A team of researchers at the Byrd Polar and Climate Research Center of the Ohio State University has extracted an ice core from the 1,200-year-old Quelccaya Ice Cap. The core, which was taken from the layer dating back to the Spanish occupation of Latin America during the 16th century, shows traces of lead and other chemicals that were produced in the silver mines of Potosi in what is now present-day Bolivia.
This, the researchers believe, is the first clear evidence of human-caused air pollution in South America even before the rise of the Industrial Revolution.
In 16th-century South America, the Spanish conquistadors forced the native Incas to work in the silver mines on top of the mountains of Potosi, which was the largest source of silver in the world at the time. Although the Incas knew how to refine silver, the conquistadors introduced a new technology that would speed up the production of silver.

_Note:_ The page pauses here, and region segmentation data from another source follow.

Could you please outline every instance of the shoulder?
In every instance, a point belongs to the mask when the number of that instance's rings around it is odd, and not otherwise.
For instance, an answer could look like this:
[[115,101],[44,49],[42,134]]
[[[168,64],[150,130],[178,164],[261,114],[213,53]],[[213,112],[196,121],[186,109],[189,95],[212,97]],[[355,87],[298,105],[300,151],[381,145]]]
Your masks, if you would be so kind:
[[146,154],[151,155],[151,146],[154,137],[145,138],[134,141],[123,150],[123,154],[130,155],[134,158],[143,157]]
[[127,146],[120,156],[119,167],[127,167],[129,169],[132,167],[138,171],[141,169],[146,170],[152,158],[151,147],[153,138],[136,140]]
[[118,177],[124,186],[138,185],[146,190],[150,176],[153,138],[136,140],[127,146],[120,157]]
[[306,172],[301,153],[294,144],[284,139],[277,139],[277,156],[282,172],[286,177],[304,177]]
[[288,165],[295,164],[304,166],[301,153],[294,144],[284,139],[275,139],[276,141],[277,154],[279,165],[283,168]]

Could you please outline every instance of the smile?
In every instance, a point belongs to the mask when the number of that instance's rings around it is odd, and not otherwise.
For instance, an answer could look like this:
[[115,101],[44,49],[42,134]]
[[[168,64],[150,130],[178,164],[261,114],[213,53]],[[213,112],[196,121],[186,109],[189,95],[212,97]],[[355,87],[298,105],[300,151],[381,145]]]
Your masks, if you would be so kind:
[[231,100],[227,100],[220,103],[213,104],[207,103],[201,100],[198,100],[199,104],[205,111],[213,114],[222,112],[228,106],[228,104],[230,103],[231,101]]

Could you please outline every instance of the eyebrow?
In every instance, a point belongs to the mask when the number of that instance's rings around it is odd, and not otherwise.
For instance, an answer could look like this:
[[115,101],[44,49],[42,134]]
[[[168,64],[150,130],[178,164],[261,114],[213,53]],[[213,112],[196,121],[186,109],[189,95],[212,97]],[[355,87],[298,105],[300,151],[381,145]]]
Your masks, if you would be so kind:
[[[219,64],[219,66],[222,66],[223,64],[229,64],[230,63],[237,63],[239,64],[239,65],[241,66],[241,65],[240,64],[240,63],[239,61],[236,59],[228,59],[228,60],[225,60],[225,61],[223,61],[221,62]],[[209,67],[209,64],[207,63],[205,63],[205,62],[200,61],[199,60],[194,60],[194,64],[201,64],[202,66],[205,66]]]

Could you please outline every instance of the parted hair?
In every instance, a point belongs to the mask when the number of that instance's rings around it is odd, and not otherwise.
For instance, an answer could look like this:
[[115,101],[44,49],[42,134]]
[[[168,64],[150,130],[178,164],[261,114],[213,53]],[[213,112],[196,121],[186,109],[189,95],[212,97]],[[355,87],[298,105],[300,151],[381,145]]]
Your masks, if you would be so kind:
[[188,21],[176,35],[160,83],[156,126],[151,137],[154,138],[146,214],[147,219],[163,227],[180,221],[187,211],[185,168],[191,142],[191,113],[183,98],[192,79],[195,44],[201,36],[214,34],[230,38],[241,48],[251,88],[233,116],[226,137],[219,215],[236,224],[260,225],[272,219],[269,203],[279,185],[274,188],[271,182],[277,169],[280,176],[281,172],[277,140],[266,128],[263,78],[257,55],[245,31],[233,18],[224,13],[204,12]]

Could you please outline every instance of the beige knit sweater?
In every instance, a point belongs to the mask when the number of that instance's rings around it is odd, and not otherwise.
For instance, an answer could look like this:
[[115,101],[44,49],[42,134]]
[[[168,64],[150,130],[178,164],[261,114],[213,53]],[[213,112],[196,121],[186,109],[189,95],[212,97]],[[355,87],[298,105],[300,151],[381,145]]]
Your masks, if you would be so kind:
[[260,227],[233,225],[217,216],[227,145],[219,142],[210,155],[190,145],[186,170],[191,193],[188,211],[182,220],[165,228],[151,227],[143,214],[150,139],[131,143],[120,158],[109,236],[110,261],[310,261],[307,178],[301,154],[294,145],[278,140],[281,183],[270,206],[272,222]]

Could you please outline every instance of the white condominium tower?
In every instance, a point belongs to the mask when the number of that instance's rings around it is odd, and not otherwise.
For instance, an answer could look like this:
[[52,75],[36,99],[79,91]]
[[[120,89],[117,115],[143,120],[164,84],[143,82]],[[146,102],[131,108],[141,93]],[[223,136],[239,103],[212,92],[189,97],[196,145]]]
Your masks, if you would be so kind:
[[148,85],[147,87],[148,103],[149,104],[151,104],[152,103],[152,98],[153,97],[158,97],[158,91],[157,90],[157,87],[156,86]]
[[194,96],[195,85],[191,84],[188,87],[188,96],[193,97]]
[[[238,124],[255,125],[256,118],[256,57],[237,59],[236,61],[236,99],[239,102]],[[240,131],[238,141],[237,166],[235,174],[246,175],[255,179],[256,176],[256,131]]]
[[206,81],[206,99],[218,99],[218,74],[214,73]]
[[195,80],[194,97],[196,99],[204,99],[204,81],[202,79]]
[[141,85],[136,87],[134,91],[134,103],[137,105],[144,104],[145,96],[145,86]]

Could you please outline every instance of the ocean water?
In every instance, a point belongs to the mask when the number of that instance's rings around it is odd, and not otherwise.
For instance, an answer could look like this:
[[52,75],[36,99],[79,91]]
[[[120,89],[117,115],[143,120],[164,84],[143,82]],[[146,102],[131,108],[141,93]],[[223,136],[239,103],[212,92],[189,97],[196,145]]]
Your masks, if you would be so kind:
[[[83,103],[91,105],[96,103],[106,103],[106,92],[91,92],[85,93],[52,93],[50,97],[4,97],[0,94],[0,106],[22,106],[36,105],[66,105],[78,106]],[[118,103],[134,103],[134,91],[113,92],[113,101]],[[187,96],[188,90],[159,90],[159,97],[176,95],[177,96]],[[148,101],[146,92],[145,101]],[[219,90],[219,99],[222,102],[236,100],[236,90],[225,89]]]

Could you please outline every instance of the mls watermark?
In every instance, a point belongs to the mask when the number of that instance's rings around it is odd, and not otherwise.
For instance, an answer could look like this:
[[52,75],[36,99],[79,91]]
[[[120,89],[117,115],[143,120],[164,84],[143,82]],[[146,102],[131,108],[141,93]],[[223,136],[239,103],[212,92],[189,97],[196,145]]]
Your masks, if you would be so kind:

This new technology is amalgamation, which involved grinding silver ore into powder form before mixing with mercury. Lead powder emerged as a by-product of amalgamation, and clouds of lead-heavy dust went up into the atmosphere as part of the new process. Some of those clouds were carried by the winds across the lands and eventually settled on the Quelccaya Ice Cap some 500 miles northwest of Potosi, which explains the high concentration of lead in the ice core.
"This evidence supports the idea that human impact on the environment was widespread even before the industrial revolution," says researcher Paolo Gabrielli.
In fact, historical evidence from the colonial era shows political officials were aware of the impact of mining activities on humans and the environment. For instance, history professor Kendall Brown of Brigham University in Utah, who is not connected to the study, tells LiveScience in an email that Francisco de Toledo, viceroy of Peru from 1569 to 1581, ordered the silver miners at Potosi to build higher chimneys for their amalgamators to reduce risk of contamination.
Using a mass spectrometer, the researchers found high concentrations of lead, antimony, arsenic, bismuth, molybdenum, and other lead particulates in the ice core. Although the researchers found small amounts of these chemicals from before the Spanish rule, which can be attributed to natural contamination sources such as volcanic eruptions, they discovered unusually large amounts of chemicals deposited just before 1600 and up until the early 1800s, when the South American countries declared independence from Spain.
"The fact that we can detect pollution in ice from a pristine high altitude location is indicative of the continental significance of this deposition," says Gabrielli. "Only a significant source of pollution could travel so far and affect the chemistry of the snow on a remote place like Quelccaya."
Still, the researchers concede the level of air pollution during the Spanish Conquest is far lower than the pollution generated during the 20th century, during which miners began conducting their operations in open pits and people started burning fossil fuels for energy.